Linqi Song
Publications
PARM: Pipeline-Adapted Reward Model
Reward models (RMs) are central to aligning large language models (LLMs) with human preferences, powering RLHF and advanced decoding strategies. While most prior work focuses on single-step generation, real-world applications increasingly adopt multi-stage LLM pipelines, where effective reward guidance remains underexplored. We investigate this through code generation for combinatorial optimization, constructing a pipeline that integrates reward models into both formulation and solution stages. We identify a critical challenge: inconsistency between reward model predictions and actual pipeline execution outcomes. To address this, we propose the Pipeline-Adapted Reward Model (PARM), which leverages pipeline-specific data and direct preference optimization to align rewards with downstream feedback. We instantiate PARM as a two-stage pipeline (formulation -> code generation) and evaluate it on four public optimization benchmarks, measuring execution rate and solving accuracy against baselines and sampling methods. A supplementary cross-domain experiment on GSM8K assesses transferability. Results demonstrate that PARM consistently improves pipeline output quality and stability, providing new insights into reward modeling for multi-stage LLM reasoning.
Learning to Reason with Insight for Informal Theorem Proving
Although most of the automated theorem-proving approaches depend on formal proof systems, informal theorem proving can align better with large language models' (LLMs) strength in natural language processing.
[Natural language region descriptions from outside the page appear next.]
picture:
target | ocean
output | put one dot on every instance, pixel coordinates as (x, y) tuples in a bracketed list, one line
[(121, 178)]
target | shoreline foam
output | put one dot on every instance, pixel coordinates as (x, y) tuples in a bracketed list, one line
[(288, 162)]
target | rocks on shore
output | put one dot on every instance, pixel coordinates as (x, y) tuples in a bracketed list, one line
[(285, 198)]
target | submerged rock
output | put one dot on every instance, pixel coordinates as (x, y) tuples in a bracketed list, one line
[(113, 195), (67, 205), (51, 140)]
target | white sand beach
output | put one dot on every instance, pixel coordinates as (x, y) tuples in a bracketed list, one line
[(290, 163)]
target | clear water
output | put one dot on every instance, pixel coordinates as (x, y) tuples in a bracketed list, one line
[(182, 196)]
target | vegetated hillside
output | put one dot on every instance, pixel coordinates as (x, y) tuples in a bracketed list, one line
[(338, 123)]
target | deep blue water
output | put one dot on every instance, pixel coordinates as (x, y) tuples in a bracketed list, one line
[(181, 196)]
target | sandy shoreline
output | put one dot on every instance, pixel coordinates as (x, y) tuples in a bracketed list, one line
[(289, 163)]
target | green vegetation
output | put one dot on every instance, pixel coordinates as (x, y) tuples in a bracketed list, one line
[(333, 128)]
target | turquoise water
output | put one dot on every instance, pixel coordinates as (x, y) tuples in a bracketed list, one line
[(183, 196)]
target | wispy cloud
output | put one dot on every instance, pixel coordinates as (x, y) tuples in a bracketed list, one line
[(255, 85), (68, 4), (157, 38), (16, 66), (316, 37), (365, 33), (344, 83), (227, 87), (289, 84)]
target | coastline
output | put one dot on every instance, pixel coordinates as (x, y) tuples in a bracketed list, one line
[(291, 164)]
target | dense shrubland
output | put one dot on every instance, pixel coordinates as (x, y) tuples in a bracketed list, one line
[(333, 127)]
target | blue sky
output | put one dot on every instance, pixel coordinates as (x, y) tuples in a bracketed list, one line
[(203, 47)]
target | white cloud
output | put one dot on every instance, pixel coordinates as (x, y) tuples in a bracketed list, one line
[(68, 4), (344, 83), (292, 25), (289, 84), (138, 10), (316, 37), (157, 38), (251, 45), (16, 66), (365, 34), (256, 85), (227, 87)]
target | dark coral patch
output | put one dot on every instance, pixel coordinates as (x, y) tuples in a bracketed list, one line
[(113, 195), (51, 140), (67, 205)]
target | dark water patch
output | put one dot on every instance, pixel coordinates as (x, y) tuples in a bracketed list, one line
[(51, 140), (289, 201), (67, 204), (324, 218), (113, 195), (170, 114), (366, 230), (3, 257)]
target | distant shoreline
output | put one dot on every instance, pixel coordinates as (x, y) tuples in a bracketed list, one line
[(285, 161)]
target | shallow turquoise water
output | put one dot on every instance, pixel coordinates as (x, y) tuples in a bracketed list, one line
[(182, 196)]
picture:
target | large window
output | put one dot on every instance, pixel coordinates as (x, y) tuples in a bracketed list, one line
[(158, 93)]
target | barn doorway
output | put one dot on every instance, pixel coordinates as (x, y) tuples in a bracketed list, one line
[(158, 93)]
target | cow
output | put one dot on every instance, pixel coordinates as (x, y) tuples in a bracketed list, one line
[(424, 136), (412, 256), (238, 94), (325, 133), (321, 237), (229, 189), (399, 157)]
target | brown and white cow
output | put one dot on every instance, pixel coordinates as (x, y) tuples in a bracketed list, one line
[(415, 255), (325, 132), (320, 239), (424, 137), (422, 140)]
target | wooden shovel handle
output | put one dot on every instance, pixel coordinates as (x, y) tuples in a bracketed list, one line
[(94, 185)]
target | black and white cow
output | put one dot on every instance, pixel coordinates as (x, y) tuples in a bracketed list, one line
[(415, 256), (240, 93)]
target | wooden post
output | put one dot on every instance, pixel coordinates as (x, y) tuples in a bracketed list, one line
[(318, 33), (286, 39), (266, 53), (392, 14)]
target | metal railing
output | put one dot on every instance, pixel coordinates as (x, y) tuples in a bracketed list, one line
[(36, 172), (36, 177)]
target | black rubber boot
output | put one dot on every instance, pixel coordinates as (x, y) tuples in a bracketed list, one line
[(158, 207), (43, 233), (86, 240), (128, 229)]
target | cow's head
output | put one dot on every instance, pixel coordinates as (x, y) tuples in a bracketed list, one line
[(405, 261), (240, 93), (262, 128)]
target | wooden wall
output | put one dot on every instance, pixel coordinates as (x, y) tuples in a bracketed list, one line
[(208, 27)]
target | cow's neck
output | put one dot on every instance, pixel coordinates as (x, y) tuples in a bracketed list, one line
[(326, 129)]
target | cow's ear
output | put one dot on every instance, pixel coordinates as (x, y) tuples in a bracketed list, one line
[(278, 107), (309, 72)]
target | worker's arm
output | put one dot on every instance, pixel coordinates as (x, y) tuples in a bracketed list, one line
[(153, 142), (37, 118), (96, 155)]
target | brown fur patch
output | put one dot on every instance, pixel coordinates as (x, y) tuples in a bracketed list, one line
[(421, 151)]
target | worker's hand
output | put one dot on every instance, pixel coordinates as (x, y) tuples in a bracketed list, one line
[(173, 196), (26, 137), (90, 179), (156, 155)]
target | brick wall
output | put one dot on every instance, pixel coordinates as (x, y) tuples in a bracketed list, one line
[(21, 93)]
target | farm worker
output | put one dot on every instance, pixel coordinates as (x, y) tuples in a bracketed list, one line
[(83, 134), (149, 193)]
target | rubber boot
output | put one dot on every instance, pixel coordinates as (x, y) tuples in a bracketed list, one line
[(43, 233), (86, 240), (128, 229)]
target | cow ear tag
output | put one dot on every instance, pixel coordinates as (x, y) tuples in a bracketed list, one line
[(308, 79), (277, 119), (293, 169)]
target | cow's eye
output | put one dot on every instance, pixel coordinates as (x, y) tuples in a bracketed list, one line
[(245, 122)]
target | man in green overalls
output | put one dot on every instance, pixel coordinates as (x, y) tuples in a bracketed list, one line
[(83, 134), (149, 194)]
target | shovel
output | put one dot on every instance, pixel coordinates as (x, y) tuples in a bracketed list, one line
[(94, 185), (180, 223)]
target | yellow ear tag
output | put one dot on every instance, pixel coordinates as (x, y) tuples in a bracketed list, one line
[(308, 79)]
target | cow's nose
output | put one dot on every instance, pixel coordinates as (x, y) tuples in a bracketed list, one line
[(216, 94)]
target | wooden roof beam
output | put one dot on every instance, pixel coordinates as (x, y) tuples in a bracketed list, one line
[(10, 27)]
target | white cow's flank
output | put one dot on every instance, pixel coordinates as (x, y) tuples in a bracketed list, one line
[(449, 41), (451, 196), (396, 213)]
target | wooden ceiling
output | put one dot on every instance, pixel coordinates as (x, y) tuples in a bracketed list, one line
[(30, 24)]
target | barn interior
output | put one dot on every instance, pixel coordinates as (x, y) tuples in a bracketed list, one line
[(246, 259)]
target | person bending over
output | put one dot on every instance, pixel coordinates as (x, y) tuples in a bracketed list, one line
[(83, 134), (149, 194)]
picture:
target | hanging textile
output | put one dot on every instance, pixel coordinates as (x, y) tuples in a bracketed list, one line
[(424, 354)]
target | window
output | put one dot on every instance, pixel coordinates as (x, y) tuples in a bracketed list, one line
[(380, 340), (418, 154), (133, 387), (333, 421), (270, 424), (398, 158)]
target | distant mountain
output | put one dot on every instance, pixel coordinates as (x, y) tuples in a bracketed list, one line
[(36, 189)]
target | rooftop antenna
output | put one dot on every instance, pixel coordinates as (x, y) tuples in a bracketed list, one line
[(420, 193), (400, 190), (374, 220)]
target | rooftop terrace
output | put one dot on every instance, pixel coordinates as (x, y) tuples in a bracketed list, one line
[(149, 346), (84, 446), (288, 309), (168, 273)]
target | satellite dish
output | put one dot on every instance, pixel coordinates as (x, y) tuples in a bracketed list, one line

In this work, we identify a primary bottleneck in informal theorem proving as a lack of insight, namely the difficulty of recognizing the core techniques required to solve complex problems. To address this, we propose a novel framework designed to cultivate this essential reasoning skill and enable LLMs to perform insightful reasoning. We propose $\mathtt{DeepInsightTheorem}$, a hierarchical dataset that structures informal proofs by explicitly extracting core techniques and proof sketches alongside the final proof. To fully exploit this dataset, we design a Progressive Multi-Stage SFT strategy that mimics the human learning process, guiding the model from basic proof writing to insightful thinking. Our experiments on challenging mathematical benchmarks demonstrate that this insight-aware generation strategy significantly outperforms baselines. These results demonstrate that teaching models to identify and apply core techniques can substantially improve their mathematical reasoning.